There’s also a learning curve to using Ringly. You may not immediately remember what the colors or vibrations mean, so it’s best to start off with a small group of alerts, then add more customizations over time.
In addition, priced at $195-$260 (depending on the style), the Ringly is not exactly an impulse buy or toy – you’ll have to seriously consider if you’ll use Ringly enough to make it worth the investment. This is true, too, because Ringly doesn’t last forever. The battery is not user-replaceable and reportedly the ring has a three-year lifespan. (The company says now it’s more like ~2 years.)
And in my case, having spent just a little more on the Apple Watch, a notification-sending ring feels a little redundant.
That’s not to say that Ringly doesn’t have its place. After all, not everyone wants an Apple Watch or other wrist wearable. But it raises the question whether there’s going to be a large enough market for this, at its current price points.
Asked about the Apple Watch competition, Mercando emphasized Ringly’s looks.
“There are a lot of wearable tech products on the market today, but many of them lack the aesthetic quality that women are looking for when they shop for accessories,” she explained. “Ringly takes a different approach by making the ‘technology’ feel discreet and invisible.”

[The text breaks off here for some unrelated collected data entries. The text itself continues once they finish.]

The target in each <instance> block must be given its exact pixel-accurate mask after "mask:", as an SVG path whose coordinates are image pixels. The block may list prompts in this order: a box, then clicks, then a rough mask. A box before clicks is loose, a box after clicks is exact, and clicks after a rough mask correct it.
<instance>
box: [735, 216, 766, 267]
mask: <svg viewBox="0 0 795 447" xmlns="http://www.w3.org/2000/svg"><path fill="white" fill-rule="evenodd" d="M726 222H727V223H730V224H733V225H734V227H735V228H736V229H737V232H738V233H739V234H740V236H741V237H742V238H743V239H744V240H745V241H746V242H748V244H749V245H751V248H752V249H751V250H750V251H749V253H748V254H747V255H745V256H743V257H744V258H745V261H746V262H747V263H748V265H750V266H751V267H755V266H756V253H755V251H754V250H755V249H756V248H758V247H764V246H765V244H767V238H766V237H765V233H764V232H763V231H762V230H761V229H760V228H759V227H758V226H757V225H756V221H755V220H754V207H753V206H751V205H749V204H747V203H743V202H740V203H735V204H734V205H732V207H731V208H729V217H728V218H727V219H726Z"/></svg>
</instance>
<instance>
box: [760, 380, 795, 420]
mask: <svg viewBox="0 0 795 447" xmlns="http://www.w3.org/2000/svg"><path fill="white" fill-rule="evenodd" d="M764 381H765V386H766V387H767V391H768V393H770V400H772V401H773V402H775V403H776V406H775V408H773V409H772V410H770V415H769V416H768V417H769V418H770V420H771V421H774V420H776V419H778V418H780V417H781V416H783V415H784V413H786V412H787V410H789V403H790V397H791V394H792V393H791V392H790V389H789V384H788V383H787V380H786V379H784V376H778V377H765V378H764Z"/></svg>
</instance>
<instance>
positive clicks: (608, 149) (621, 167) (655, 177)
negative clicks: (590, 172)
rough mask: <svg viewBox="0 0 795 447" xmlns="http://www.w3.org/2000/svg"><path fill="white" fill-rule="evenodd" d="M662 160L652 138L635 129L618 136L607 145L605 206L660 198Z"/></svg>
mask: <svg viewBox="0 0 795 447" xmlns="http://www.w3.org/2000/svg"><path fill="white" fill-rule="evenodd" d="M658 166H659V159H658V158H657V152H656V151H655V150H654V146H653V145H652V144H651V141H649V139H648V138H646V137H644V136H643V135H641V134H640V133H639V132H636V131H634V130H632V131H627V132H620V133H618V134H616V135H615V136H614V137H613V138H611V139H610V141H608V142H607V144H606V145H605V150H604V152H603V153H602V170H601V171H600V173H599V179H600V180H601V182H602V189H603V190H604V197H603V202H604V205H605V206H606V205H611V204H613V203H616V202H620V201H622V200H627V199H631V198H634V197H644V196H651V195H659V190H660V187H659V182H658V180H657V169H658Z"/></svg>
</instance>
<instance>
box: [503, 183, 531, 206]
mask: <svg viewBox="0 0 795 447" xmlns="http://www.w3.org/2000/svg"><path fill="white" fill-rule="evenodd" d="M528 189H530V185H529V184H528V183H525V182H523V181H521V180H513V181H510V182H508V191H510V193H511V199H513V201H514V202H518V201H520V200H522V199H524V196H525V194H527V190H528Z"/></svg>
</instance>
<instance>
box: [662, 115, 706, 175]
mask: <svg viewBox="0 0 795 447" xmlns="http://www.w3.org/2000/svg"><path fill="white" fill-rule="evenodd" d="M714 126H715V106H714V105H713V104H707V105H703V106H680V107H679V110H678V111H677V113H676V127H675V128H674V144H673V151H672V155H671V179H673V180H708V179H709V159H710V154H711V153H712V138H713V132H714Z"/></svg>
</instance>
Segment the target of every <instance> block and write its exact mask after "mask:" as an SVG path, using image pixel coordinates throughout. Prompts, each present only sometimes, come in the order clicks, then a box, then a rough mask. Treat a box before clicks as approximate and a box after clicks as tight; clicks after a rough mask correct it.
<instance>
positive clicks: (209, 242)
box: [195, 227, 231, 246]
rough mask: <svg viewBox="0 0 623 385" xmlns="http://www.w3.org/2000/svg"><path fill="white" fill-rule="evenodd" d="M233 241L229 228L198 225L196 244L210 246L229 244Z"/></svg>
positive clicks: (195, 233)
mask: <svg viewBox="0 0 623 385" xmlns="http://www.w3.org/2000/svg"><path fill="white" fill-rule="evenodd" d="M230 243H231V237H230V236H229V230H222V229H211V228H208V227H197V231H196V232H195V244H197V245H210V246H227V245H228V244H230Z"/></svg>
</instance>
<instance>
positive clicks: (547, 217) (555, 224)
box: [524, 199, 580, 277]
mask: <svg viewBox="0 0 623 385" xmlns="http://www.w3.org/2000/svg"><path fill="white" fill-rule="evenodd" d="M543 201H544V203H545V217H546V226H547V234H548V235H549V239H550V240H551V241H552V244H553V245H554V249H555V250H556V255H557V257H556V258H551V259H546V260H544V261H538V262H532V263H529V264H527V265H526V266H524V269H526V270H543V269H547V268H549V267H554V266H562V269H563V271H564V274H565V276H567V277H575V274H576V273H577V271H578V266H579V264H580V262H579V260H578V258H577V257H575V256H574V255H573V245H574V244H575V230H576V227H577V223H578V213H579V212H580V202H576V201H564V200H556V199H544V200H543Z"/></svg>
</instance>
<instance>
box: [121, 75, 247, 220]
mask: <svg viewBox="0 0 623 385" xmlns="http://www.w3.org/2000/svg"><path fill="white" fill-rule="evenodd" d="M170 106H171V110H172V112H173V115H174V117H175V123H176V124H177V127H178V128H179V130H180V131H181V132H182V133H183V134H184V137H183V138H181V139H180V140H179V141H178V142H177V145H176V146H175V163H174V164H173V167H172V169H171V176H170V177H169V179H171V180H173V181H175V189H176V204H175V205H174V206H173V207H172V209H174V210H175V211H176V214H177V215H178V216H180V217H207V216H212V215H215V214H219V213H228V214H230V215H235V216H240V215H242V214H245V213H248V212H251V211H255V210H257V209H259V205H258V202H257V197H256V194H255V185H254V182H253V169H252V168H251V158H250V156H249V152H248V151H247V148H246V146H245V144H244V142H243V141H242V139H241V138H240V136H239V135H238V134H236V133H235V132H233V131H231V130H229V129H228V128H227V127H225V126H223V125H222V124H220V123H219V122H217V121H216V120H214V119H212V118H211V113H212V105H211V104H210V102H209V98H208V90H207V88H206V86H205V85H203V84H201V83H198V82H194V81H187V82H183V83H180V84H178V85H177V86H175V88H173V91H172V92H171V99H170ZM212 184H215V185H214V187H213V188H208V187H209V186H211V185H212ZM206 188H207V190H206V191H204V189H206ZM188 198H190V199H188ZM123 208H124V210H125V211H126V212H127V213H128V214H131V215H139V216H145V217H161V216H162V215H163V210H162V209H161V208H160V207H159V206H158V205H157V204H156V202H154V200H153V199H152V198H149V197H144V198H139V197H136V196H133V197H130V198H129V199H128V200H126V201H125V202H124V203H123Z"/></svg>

“We strive to create designs that our customers would want to buy even if it didn’t have technology inside,” she added. “In the future, we believe people will be shopping for wearable tech devices the way that today they shop for clothing. There will not be a one-size-fits-all solution; we’ll want to buy the piece that fits our personal style and the functionality that fits our lifestyle.”
But the bigger difference between the ring and the smartwatch is not about their aesthetics, but that the watch actually allows you to take action from your wrist when an important alert comes through. You can take that call, or quickly reply to that text.
Ringly only alerts you. That means, if you want to respond, you’ll still have to dig your phone out of your bag anyway. And wasn’t that the hell that the ring was supposed to deliver us from in the first place?